CHARLESTON, W.Va. -- There are 58,286 names carved into the stone of the Vietnam Veterans Memorial Wall in Washington, D.C. Officials for the Vietnam Veterans Memorial Fund, which built and maintains The Wall, want to find a photograph for every single one of them.
"The whole idea is to give some context to the names, so they aren't just names carved into a wall," said John Dibble, 67, chairman of the board for the Vietnam Veterans Memorial Fund. "They were people with families and comrades and friends and families."
Dibble, a former U.S. Navy Swift Boat skipper and forward operating base commander who served in Vietnam in 1970 and 1971, said the keepers of The Wall are collecting photographs of those whose names are on the memorial for inclusion in a two-story high Wall of Faces, part of a Vietnam War education center that would be built between The Wall and the Lincoln Memorial. The education center would contain artifacts left by the 4.2 million people who visit The Wall every year.
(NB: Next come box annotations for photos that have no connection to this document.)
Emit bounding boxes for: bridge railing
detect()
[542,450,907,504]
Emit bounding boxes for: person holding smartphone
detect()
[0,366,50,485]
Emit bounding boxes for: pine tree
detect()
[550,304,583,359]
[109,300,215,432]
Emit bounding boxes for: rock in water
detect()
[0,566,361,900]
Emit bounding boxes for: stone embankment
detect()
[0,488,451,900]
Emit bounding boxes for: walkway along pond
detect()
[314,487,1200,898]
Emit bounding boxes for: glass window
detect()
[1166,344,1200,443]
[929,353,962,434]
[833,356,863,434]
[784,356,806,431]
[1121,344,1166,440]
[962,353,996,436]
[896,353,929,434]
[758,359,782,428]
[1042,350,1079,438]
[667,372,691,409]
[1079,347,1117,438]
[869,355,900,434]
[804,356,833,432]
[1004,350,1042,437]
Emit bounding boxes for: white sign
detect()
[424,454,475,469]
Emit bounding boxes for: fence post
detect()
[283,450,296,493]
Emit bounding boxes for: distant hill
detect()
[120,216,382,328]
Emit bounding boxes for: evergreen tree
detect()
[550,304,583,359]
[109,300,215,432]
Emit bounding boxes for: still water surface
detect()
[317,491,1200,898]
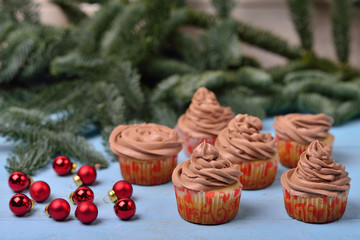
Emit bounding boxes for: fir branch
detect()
[200,20,241,70]
[50,52,108,78]
[50,132,108,168]
[236,67,273,89]
[284,70,338,83]
[268,60,307,83]
[287,0,313,50]
[84,0,123,49]
[171,33,207,70]
[332,0,353,63]
[51,0,87,24]
[211,0,235,18]
[334,100,360,124]
[150,75,181,102]
[297,93,336,117]
[140,58,197,79]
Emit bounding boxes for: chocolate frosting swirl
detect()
[281,141,351,197]
[273,113,334,144]
[172,141,242,191]
[109,123,181,160]
[177,87,234,138]
[215,114,277,163]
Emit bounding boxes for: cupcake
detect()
[215,114,279,189]
[176,87,234,157]
[172,141,242,224]
[273,113,334,168]
[281,141,351,223]
[109,123,181,185]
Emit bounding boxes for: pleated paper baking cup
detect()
[239,154,279,190]
[175,126,216,157]
[174,183,242,225]
[118,155,177,185]
[283,189,349,223]
[276,134,334,168]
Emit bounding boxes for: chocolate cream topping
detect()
[215,114,277,163]
[172,141,242,191]
[281,141,351,197]
[273,113,334,144]
[177,87,234,138]
[109,123,182,160]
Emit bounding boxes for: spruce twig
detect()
[287,0,313,50]
[211,0,235,18]
[332,0,353,64]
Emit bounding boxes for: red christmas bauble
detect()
[53,156,76,176]
[29,181,51,202]
[45,198,70,221]
[75,202,98,224]
[109,180,133,202]
[70,186,94,204]
[74,164,96,186]
[114,198,136,220]
[9,193,35,216]
[8,172,32,192]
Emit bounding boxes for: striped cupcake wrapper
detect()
[239,154,279,190]
[174,183,242,225]
[283,189,349,223]
[276,134,334,168]
[118,155,177,185]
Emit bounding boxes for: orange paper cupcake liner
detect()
[174,183,242,225]
[276,134,334,168]
[283,189,349,223]
[175,126,216,157]
[118,155,177,185]
[239,154,279,190]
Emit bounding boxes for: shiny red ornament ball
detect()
[70,186,94,204]
[114,198,136,220]
[9,193,35,216]
[74,164,96,186]
[8,172,32,192]
[45,198,70,221]
[53,156,76,176]
[109,180,133,202]
[29,181,51,202]
[75,202,98,224]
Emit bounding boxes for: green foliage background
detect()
[0,0,360,174]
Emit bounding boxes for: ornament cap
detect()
[70,163,77,173]
[29,199,35,212]
[108,189,118,202]
[45,204,51,217]
[29,177,34,186]
[69,192,76,205]
[73,175,83,187]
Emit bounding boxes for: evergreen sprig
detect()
[0,0,360,174]
[332,0,353,63]
[287,0,313,50]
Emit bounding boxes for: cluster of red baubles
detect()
[8,156,136,224]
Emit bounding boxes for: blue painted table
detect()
[0,119,360,240]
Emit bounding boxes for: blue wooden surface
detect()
[0,119,360,240]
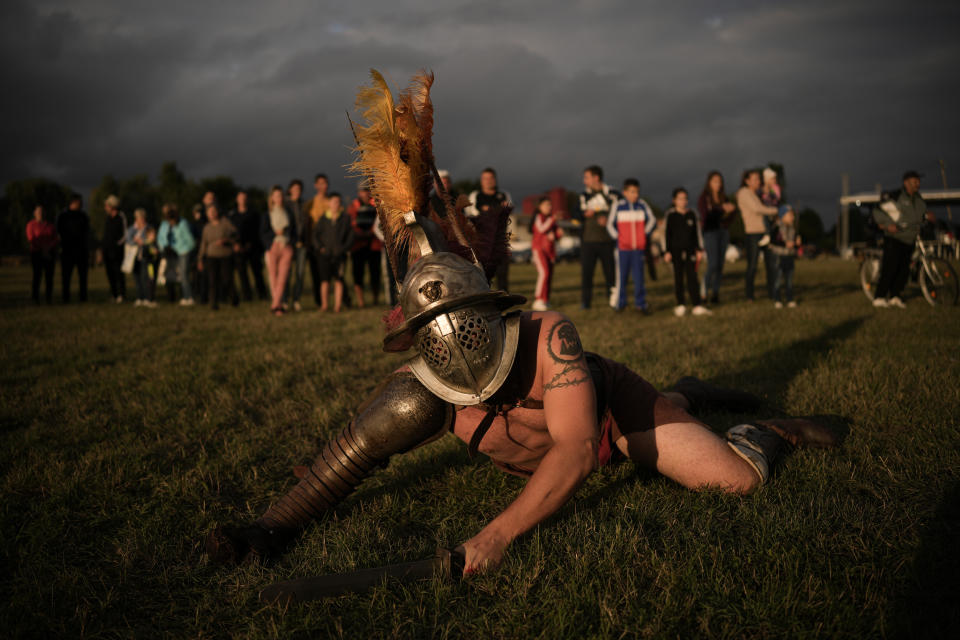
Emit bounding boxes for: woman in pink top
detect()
[530,197,563,311]
[261,185,295,316]
[27,204,58,304]
[737,169,777,302]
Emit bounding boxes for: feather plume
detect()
[350,69,418,272]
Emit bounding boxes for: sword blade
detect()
[260,549,463,604]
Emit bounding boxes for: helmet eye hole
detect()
[453,311,490,351]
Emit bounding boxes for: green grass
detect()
[0,260,960,638]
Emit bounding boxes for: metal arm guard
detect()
[257,372,453,531]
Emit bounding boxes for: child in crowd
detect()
[757,167,791,247]
[530,197,563,311]
[607,178,657,314]
[137,227,160,308]
[664,187,712,317]
[313,193,353,313]
[770,210,801,309]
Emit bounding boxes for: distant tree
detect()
[797,207,823,244]
[195,176,240,210]
[0,178,71,255]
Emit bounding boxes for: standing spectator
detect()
[227,189,267,302]
[303,173,330,307]
[737,169,777,302]
[101,195,127,304]
[136,227,160,309]
[190,205,209,304]
[697,171,737,304]
[347,183,383,309]
[873,171,936,309]
[157,204,197,307]
[125,208,153,307]
[27,204,57,304]
[770,209,801,309]
[57,193,90,303]
[314,193,353,313]
[464,167,513,291]
[530,196,563,311]
[260,185,297,316]
[284,179,309,311]
[612,178,657,314]
[664,187,710,317]
[580,165,619,309]
[197,204,240,311]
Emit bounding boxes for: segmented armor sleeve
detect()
[258,372,453,530]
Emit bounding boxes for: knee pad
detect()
[258,372,454,530]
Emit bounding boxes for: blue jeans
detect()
[283,247,307,302]
[774,256,794,302]
[743,233,777,300]
[703,229,730,296]
[617,249,647,309]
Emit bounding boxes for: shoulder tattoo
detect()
[543,320,590,393]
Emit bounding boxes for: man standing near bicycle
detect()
[873,171,936,309]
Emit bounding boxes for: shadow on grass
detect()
[885,482,960,638]
[710,316,869,404]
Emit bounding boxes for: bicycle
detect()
[860,228,960,307]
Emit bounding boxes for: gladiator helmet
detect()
[383,212,526,405]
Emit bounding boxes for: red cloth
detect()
[27,220,57,251]
[531,213,563,262]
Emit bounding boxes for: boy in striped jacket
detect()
[607,178,657,315]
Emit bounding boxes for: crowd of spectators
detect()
[26,165,800,316]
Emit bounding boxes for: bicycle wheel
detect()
[860,256,880,300]
[919,258,960,306]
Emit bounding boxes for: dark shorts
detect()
[594,356,705,466]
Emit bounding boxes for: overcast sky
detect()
[0,0,960,221]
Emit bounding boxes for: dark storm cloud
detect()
[0,1,960,217]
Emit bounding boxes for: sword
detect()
[260,549,464,604]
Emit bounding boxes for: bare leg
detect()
[616,422,760,494]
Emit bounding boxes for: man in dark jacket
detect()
[580,164,619,309]
[873,171,936,309]
[100,195,127,304]
[227,189,267,302]
[57,193,90,302]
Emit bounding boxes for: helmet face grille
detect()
[453,309,490,352]
[418,333,450,371]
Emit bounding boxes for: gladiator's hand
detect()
[457,531,509,576]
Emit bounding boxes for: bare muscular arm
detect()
[464,312,599,573]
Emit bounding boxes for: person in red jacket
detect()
[27,204,59,304]
[530,196,563,311]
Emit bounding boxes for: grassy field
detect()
[0,260,960,638]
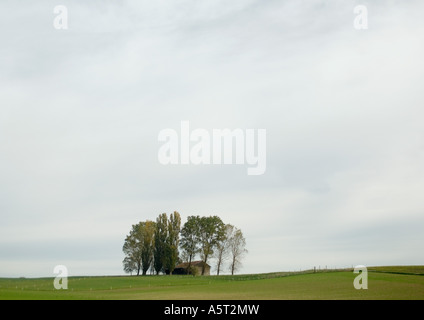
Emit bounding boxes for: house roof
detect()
[175,260,210,269]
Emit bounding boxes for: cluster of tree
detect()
[123,211,247,275]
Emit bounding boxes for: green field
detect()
[0,266,424,300]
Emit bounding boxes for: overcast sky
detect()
[0,0,424,277]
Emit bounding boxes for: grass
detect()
[0,266,424,300]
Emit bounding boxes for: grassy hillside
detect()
[0,266,424,300]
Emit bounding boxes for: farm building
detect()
[172,261,211,276]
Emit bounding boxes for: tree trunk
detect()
[202,256,208,276]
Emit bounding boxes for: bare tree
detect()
[215,224,234,275]
[229,228,247,275]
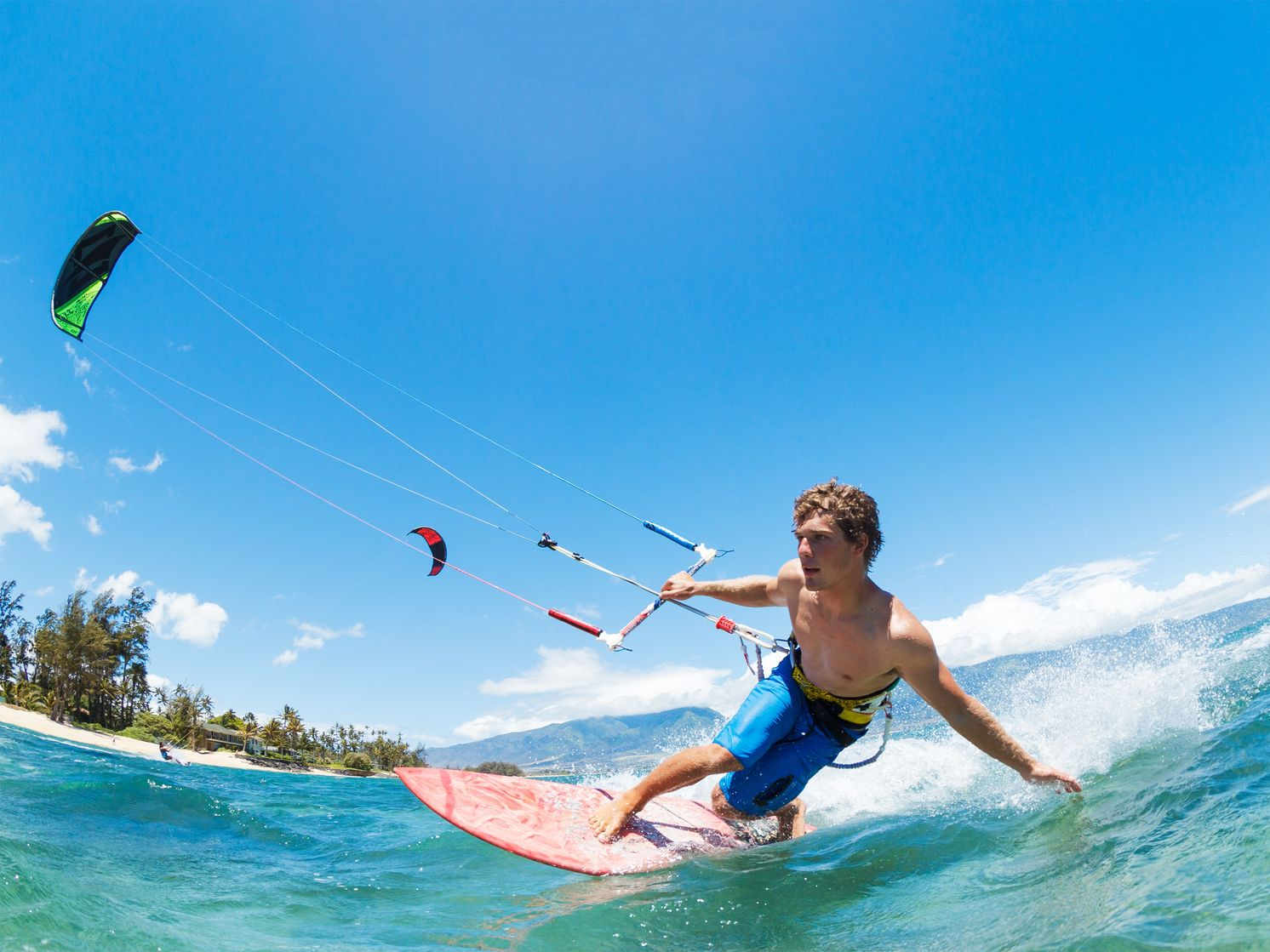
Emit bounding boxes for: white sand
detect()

It also would contain history and other information about the Vietnam era.
Dibble said fundraising for the $95 million high-tech center is about 30 percent complete. Organizers hope to have the center built by 2018.
Dibble said The Wall is the second-most visited monument in Washington, behind the Lincoln Memorial. Many of the visitors to the memorial, he said, weren't even born when the Vietnam War was raging.
Organizers already have collected about 32,000 photographs of veterans whose names are carved into the wall. Veterans on the wall can be searched by name, city, county or state on the Memorial Fund's website, www.vvmf.org.
According to the site, 733 West Virginians are included on The Wall. Memorial Fund officials still need photographs for 479 of them.
Dibble said adding faces to the names on The Wall will help humanize the conflict.